Spooked by that example, members of South Korea’s normally crowded churches are attending services online.

Meanwhile, employees at South Korea’s largest corporations are working from home or taking mandatory annual leave. Some are experimenting with a four-day work week. In a world where working means dressing up in a suit, showing up, and going home only after the boss goes home, working remotely has left employees struggling. Having never worked remotely, some spend hours just setting up a VPN connection.

Schools are all on a break, too, so children are cooped up in the same apartment where their parents are trying to work.

The siege has not silenced political squabbling. A couple of weeks ago, a lawmaker came under fire for saying that the number of spiraling infections is evidence that South Korea has efficient bureaucracy and advanced technology that allow aggressive testing. Almost 1.5 million people signed a petition demanding the president be impeached. Like surgical mask retailers who tried price gouging, the opposition party has seized on the administration’s lackluster response and is turning it into a political issue for the parliamentary election slated for mid-April.
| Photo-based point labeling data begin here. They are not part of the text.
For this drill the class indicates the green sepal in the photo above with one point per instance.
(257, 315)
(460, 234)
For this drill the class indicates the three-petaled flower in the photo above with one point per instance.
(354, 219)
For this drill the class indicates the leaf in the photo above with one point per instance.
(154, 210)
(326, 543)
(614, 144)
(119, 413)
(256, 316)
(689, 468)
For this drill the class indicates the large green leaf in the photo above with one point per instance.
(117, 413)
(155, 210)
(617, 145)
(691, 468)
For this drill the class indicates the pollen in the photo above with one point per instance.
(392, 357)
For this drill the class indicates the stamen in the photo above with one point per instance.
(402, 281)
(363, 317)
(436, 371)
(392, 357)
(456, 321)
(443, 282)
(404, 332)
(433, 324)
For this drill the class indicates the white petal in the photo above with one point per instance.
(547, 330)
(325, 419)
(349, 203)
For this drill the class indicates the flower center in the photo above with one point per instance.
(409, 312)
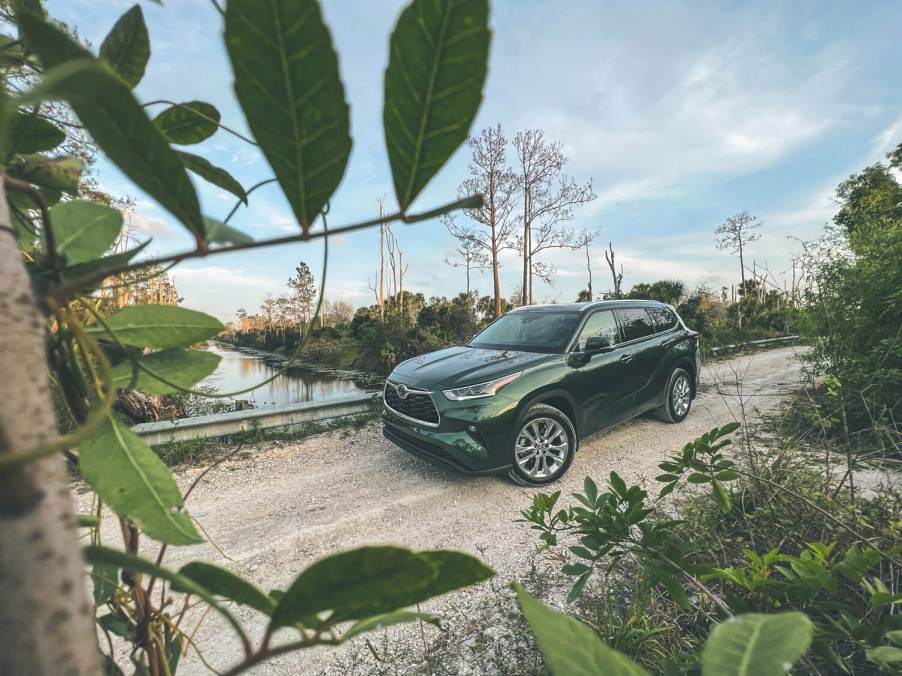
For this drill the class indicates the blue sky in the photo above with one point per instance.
(681, 113)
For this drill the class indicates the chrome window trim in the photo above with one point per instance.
(408, 418)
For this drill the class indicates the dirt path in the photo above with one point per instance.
(277, 510)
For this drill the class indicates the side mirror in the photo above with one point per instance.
(598, 343)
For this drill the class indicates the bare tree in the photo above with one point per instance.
(489, 175)
(473, 256)
(584, 240)
(617, 277)
(737, 232)
(549, 197)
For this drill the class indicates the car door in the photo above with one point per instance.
(641, 351)
(597, 380)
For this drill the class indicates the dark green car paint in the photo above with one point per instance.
(595, 390)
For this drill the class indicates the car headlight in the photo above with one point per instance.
(487, 389)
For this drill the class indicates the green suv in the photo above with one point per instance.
(521, 394)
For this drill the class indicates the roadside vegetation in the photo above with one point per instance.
(790, 520)
(779, 561)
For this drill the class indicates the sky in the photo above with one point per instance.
(680, 113)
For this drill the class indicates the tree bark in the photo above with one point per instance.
(46, 619)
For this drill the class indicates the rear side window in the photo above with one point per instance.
(636, 323)
(665, 319)
(601, 323)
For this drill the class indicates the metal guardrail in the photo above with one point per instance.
(754, 343)
(224, 424)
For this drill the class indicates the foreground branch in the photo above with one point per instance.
(64, 291)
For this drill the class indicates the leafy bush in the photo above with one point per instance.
(765, 536)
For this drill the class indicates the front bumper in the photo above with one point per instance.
(473, 437)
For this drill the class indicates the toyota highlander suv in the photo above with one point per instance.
(522, 393)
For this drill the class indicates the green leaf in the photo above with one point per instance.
(756, 645)
(387, 620)
(221, 582)
(729, 428)
(55, 173)
(105, 578)
(355, 584)
(183, 368)
(220, 233)
(107, 263)
(115, 120)
(375, 580)
(885, 655)
(159, 326)
(571, 648)
(132, 480)
(96, 554)
(127, 46)
(188, 123)
(433, 87)
(27, 133)
(722, 497)
(213, 174)
(287, 81)
(84, 230)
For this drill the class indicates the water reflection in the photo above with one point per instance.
(240, 369)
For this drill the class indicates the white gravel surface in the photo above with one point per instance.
(280, 507)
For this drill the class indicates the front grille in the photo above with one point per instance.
(417, 405)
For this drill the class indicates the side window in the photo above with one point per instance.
(601, 323)
(636, 322)
(664, 318)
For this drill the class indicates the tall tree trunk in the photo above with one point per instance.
(381, 263)
(496, 277)
(526, 243)
(46, 620)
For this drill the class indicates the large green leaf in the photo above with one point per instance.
(569, 647)
(115, 120)
(183, 368)
(132, 480)
(221, 582)
(188, 123)
(354, 585)
(756, 644)
(127, 46)
(371, 581)
(215, 175)
(84, 230)
(433, 87)
(159, 326)
(27, 133)
(54, 173)
(287, 81)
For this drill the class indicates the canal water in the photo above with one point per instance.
(241, 368)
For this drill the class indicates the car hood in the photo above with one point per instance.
(458, 366)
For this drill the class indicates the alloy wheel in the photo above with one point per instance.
(680, 396)
(542, 447)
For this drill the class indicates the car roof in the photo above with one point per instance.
(590, 305)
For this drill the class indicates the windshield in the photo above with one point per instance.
(539, 331)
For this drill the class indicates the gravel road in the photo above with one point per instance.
(277, 509)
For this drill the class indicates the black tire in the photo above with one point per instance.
(543, 420)
(677, 397)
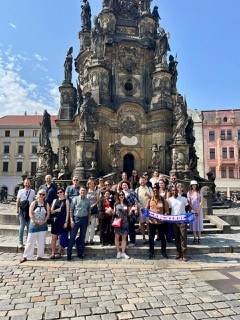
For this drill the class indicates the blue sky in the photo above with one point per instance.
(36, 34)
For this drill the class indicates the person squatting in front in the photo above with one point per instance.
(80, 211)
(160, 206)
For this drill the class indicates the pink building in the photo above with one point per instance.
(221, 144)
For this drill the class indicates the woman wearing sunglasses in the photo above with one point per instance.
(39, 213)
(60, 216)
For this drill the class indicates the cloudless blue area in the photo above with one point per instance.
(204, 34)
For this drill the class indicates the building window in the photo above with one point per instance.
(33, 168)
(213, 170)
(34, 149)
(6, 148)
(229, 134)
(224, 153)
(211, 135)
(222, 135)
(35, 133)
(223, 173)
(231, 153)
(21, 133)
(231, 172)
(19, 166)
(212, 153)
(7, 133)
(20, 149)
(5, 166)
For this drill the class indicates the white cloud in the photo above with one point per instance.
(12, 25)
(17, 94)
(38, 57)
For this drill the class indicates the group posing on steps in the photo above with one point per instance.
(77, 212)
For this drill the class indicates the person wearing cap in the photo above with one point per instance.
(177, 205)
(195, 200)
(148, 183)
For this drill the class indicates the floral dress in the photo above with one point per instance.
(194, 201)
(122, 212)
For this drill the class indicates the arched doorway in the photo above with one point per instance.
(128, 164)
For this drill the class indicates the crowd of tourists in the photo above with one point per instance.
(77, 213)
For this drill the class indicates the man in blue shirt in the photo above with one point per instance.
(80, 211)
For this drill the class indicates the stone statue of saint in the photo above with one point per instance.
(64, 157)
(45, 130)
(68, 66)
(86, 16)
(162, 47)
(172, 67)
(88, 116)
(180, 118)
(144, 5)
(156, 15)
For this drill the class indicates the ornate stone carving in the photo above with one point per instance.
(114, 154)
(128, 9)
(68, 67)
(129, 58)
(86, 16)
(180, 120)
(129, 122)
(162, 46)
(88, 117)
(146, 28)
(130, 85)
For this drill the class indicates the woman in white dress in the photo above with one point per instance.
(195, 200)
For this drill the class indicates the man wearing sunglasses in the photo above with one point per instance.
(80, 211)
(50, 188)
(73, 191)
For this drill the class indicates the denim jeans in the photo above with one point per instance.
(80, 224)
(22, 225)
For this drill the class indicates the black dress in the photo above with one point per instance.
(58, 219)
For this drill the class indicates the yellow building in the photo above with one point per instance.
(19, 140)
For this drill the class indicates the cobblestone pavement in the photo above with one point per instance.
(206, 287)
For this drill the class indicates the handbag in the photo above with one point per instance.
(117, 223)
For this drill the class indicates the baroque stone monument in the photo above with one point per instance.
(125, 111)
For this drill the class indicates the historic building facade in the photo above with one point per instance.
(221, 136)
(19, 141)
(125, 111)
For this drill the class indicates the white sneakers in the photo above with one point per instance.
(122, 255)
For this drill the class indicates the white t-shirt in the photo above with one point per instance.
(24, 194)
(177, 205)
(142, 198)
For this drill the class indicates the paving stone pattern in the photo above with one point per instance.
(96, 289)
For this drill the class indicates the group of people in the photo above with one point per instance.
(113, 209)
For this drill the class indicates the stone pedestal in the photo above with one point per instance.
(180, 157)
(86, 158)
(68, 97)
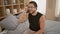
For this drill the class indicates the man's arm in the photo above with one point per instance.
(42, 25)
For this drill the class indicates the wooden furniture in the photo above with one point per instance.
(11, 5)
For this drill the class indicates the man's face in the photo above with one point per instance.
(31, 8)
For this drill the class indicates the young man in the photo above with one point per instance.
(36, 20)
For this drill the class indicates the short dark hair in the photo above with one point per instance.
(34, 3)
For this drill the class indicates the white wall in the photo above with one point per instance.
(57, 8)
(41, 6)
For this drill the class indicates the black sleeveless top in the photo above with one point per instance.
(34, 21)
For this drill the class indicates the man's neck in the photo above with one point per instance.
(35, 13)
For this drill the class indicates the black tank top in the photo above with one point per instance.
(34, 21)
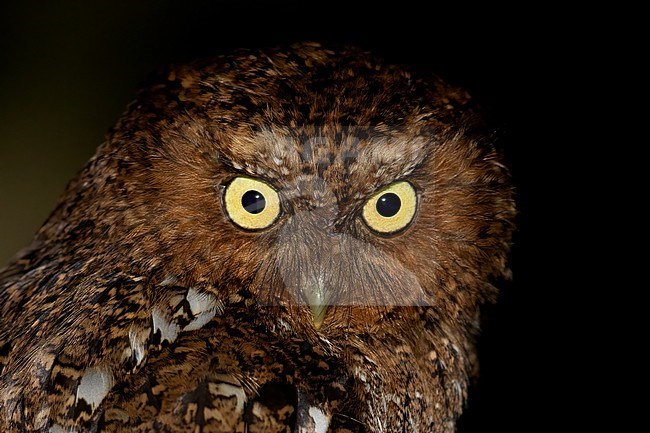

Meanwhile, the government is testing 10,000 people daily, partially to test all the members of the secretive church. Rigorous testing and publicized test results, while the right thing to do, is not how most Koreans would have preferred to find out whether their bureaucracy or medical technology is effective.

We may not be facing a zombie outbreak, but it definitely feels redolent of a bad movie. The country is now living through its own real-life drama, whose ending is unknown.

Hold the applause, or jeers, until the end.

Katrin Park is a communications expert and freelance writer.